White and emptiness

Kenya Hara’s little book White is a meditation on the colour’s qualities as a field of imminent possibility.

For Hara, a design director at Muji, the blank white canvas radiates a numinous energy that invites thought to take form. The sense of invitation inspired by the colour has long been noted by Japanese culture, which has evolved a cluster of words to attempt to give the concept adequate expression:

The etymology of the word shiro, or ‘white’, one of the four traditional Japanese colours, is rooted in the ancient wordshiroshi, which is in turn connected to the words itoshiroshi and ichijirushi. All of these terms are based on the corporeality of things. Ichijirushi is a clear and objective condition which manifests itself in the purity of light, the lucidity embodied in a drop of water, or the force of a crashing waterfall. Shiroshi, on the other hand, is the state of consciousness we enter when we focus on these things, when our senses seem to vibrate like the strings of a koto. Over a long history, these ancient words were absorbed into the concept of ‘white’ or shiro, and established as an aesthetic principle.

White is like the shell of an egg, ‘the membrane that forms the boundary between this world and the next’. And:

In the old days, Japanese referred to the latent possibilities that exist prior to an event taking place as kizen.

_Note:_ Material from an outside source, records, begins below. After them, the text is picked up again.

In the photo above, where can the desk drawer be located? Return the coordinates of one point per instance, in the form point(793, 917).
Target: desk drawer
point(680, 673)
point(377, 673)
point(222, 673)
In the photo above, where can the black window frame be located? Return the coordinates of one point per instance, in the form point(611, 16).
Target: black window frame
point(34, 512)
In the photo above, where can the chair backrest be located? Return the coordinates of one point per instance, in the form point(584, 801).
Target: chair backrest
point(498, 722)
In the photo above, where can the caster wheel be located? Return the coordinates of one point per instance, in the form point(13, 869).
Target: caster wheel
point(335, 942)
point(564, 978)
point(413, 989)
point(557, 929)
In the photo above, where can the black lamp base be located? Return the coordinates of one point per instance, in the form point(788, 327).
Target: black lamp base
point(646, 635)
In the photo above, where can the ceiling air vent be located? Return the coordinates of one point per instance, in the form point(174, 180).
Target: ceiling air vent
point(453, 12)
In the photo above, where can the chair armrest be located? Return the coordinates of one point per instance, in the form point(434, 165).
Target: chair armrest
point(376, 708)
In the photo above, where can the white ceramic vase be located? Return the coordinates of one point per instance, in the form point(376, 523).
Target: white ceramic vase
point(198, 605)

In so far as white contains the latent possibility of transforming into other colours, it can be seen as kizen.

The book has a fascinating chapter discussing the fundamental importance of the invention of paper in affording new creative possibilities, not just for the pragmatic reason of providing a more convenient canvas then earlier materials such as papyrus and parchment, but because of its colour: a bright, shining surface that encouraged invention:

[T]he invention of paper can be seen as having cast a bright light over the course of human history … Our imaginations have been incalculably altered as a result of having given that principle of whiteness material existence in the form of a thin, stiff sheet … Paper is the materialised energy of itoshiroshi, that extreme form of purity that is ladled out of chaos and which appears to us as both potentiality and actuality. Human beings who come into contact with its latent potential are naturally driven to express themselves.

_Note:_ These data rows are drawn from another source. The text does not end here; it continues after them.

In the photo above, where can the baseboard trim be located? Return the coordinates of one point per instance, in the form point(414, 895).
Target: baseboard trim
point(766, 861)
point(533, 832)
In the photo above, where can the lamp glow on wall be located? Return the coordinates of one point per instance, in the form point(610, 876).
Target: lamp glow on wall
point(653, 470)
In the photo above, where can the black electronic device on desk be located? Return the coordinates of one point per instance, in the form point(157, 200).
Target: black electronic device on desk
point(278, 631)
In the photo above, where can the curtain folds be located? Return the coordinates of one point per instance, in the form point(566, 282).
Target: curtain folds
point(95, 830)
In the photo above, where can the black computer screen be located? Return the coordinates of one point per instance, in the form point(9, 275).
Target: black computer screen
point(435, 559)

The invention of paper ‘was a breakthrough that evoked a primeval world of unblemished purity and calm’.

For Hara this concept of emptiness, of a figure emerging from a white field, is of fundamental importance within Japanese culture. He discusses the ancient art of screen painting, which employs the ‘the technique of using emptiness to set the image free on paper’, with particular reference to Pine Trees by Hasegawa Tohaku (1539–1610).

Pine Trees, Hasegawa Tohaku
Pine Trees, Hasegawa Tohaku

The concept motivates the design of Shinto shrines, attended by white robed priest, which demarcate sacred spaces left empty to invite the presence of the gods. And it is at the heart of the ‘tea ceremony’, the performance of the most common everyday task, in the unremarkable setting of a sparely furnished garden house. It is the sheer ordinariness of the ritual that clears a space for the imagination to wonder at the brute fact of existence:

When a host invites his guest into his tiny teahouse for an exchange of thoughts, there is a reason for the scant furnishings: one’s imagination expands in uncluttered, simple space … For example, a basin filled with water and floating flower petals allow the host and his guest to imagine themselves sitting together under a blossoming cherry tree.

Hara’s unvarnished little book works a similar magic upon its reader.

White by Kenya Hara is published by Lars Müller Publishers.